Od premiery gry Bayonetta 3, czyli najnowszej odsłony kultowego cyklu gier akcji od japońskiego studia PlatinumGames, dzieli nas jedynie dziesięć dni. Zanim to jednak nastąpi, społeczność spotkała się z dość przykrymi informacjami zza kulis produkcji tytułu – kilka tygodni temu fanów marki rozczarowała wiadomość, iż w anglojęzycznej wersji trzeciej części główna bohaterka nie przemówi znanym już wszystkim głosem Helleny Taylor; aktorka zostanie zastąpiona przez Jennifer Hale. Wówczas przedstawiciele studia PlatinumGames twierdzili, iż powrót do roli pierwszej z aktorek uniemożliwiły inne zobowiązania.

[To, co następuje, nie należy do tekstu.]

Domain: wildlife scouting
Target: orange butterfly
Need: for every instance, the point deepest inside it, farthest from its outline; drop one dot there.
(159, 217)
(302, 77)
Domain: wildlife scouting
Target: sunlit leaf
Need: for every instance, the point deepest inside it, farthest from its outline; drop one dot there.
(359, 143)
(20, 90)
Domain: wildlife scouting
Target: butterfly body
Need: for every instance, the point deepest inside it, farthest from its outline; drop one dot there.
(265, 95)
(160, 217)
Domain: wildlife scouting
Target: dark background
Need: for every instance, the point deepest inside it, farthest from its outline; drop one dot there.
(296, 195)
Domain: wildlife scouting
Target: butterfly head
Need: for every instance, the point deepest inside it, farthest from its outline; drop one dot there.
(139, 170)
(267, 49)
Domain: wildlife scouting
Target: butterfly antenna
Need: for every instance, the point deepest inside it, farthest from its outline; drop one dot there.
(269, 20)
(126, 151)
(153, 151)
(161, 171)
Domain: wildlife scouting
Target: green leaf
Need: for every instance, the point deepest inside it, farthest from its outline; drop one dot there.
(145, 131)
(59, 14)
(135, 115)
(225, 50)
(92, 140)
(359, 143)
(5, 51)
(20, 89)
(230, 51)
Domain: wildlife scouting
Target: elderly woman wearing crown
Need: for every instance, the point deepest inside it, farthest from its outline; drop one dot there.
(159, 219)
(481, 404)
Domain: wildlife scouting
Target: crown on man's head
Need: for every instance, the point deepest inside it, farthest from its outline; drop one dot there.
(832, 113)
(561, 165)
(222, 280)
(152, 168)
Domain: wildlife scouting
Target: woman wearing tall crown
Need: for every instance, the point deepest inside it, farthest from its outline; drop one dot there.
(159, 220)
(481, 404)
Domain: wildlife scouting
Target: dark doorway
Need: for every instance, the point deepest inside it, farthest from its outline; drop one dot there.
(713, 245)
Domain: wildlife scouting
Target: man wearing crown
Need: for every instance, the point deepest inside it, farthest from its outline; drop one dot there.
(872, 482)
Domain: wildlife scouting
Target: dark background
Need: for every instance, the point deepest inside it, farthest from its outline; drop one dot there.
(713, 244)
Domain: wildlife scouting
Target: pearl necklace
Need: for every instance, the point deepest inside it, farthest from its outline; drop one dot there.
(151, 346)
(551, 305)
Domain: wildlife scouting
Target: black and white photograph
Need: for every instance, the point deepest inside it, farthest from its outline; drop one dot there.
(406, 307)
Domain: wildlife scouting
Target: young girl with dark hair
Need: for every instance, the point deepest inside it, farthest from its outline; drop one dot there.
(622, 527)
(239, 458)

Głos tytułowej Bayonetty nawołuje do bojkotu studia
Okazuje się jednak, że powód może być zupełnie inny. Hellena Taylor poinformowała na swoim oficjalnym profilu na Twitterze, że nie zgodziła się na udzielenie swojego głosu głównej bohaterce w nadchodzącej odsłonie, ponieważ PlatinumGames zaoferowało jej jedynie 4 tysiące dolarów gaży za nagranie kwestii dialogowych na potrzeby całej produkcji. Dodatkowo ujawniła, iż miała to być ostateczna kwota – wcześniej proponowane oferty były jeszcze gorsze. Taylor twierdzi, że 4 tysiące dolarów to niemoralnie niska gaża – zwłaszcza gdy weźmiemy pod uwagę to, ile pracy taka rola wymaga od aktora lub aktorki głosowej oraz fakt, że do tej pory cała seria zarobiła aż 450 milionów dolarów. Kobieta postanowiła więc zareagować.